Beide Eingriffe können Leben retten. Sie können aber auch zu schwerwiegenden Komplikationen führen, beispielsweise einem Herzinfarkt, Schlaganfall, einer im Bereich der Gefäß-Prothese oder einer Lungenentzündung.

Deshalb muss individuell beurteilt werden, ob die Gefahr, die von einem Aneurysma ausgeht, eine Operation rechtfertigt. Die Entscheidung dafür oder dagegen hängt auch von dem Gesundheitszustand eines Mannes ab, seinem Alter und davon, wie er selbst die Vor- und Nachteile eines Eingriffs einschätzt.

Überwiegen die Vorteile oder Nachteile der Früherkennung?

Männer bewerten die Vor- und Nachteile der Früherkennungs-Untersuchung unterschiedlich. Manche möchten die Früherkennung nutzen, da für sie die Vorteile überwiegen. Andere entscheiden sich dagegen, weil die Nachteile für sie schwerer wiegen. Wer überlegt, ob eine Früherkennungs-Untersuchung der Bauchaorta für ihn infrage kommt, kann versuchen, sich mit einer Entscheidungshilfe einen Überblick zu verschaffen. Die Entscheidungshilfe kann dabei helfen, herauszufinden, was einem wichtig ist und zu welchen Fragen noch Informationen fehlen. Sie lässt sich außerdem nutzen, um ein Gespräch mit der Ärztin oder dem Arzt vorzubereiten.

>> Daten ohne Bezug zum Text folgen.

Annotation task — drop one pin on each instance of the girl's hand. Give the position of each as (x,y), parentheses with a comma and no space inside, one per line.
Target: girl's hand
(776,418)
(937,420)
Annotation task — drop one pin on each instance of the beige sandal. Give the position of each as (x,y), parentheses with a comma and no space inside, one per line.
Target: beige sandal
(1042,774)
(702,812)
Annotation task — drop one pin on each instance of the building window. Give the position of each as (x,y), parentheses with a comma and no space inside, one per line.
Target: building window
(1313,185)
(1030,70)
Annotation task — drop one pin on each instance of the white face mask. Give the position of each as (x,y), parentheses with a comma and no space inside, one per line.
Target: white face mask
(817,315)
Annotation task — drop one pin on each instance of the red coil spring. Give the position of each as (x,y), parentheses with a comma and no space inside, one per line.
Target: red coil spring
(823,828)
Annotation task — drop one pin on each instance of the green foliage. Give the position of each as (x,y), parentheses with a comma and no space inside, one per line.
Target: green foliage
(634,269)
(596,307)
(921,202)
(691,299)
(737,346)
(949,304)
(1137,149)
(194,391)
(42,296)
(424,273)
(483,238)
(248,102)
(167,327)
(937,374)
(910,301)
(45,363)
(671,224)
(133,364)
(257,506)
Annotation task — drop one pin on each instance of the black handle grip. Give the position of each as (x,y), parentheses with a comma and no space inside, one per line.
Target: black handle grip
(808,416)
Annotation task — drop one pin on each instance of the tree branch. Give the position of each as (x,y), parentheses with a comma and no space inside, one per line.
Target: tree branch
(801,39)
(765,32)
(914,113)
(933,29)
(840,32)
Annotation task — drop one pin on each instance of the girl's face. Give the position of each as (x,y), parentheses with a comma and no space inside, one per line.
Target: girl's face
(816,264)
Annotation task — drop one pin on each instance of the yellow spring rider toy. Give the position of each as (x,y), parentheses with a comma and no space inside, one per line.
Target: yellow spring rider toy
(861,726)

Die Informationen dieses Textes können von der Seite des Gemeinsamen Bundesausschusses (G-BA) als Broschüre heruntergeladen werden.

Die Abbildung zeigt das Deckblatt der Versicherteninformation zum Bauchaorten-Aneurysma des G-BA.

Guirguis-Blake JM, Beil TL, Senger CA, Coppola EL. Primary Care Screening for Abdominal Aortic Aneurysm: A Systematic Evidence Review for the U.S. Preventive Services Task Force. (AHRQ Evidence Syntheses; No. 184). 2019.

Institut für Qualität und Wirtschaftlichkeit im Gesundheitswesen (IQWiG). Ultraschall-Screening auf Bauchaortenaneurysmen: Abschlussbericht; Auftrag S13-04. 2015.

Institut für Qualität und Wirtschaftlichkeit im Gesundheitswesen (IQWiG). Versicherteninformation zum Ultraschall-Screening auf Bauchaortenaneurysmen – Addendum zum Auftrag S13-04; Auftrag P16-01. 2016.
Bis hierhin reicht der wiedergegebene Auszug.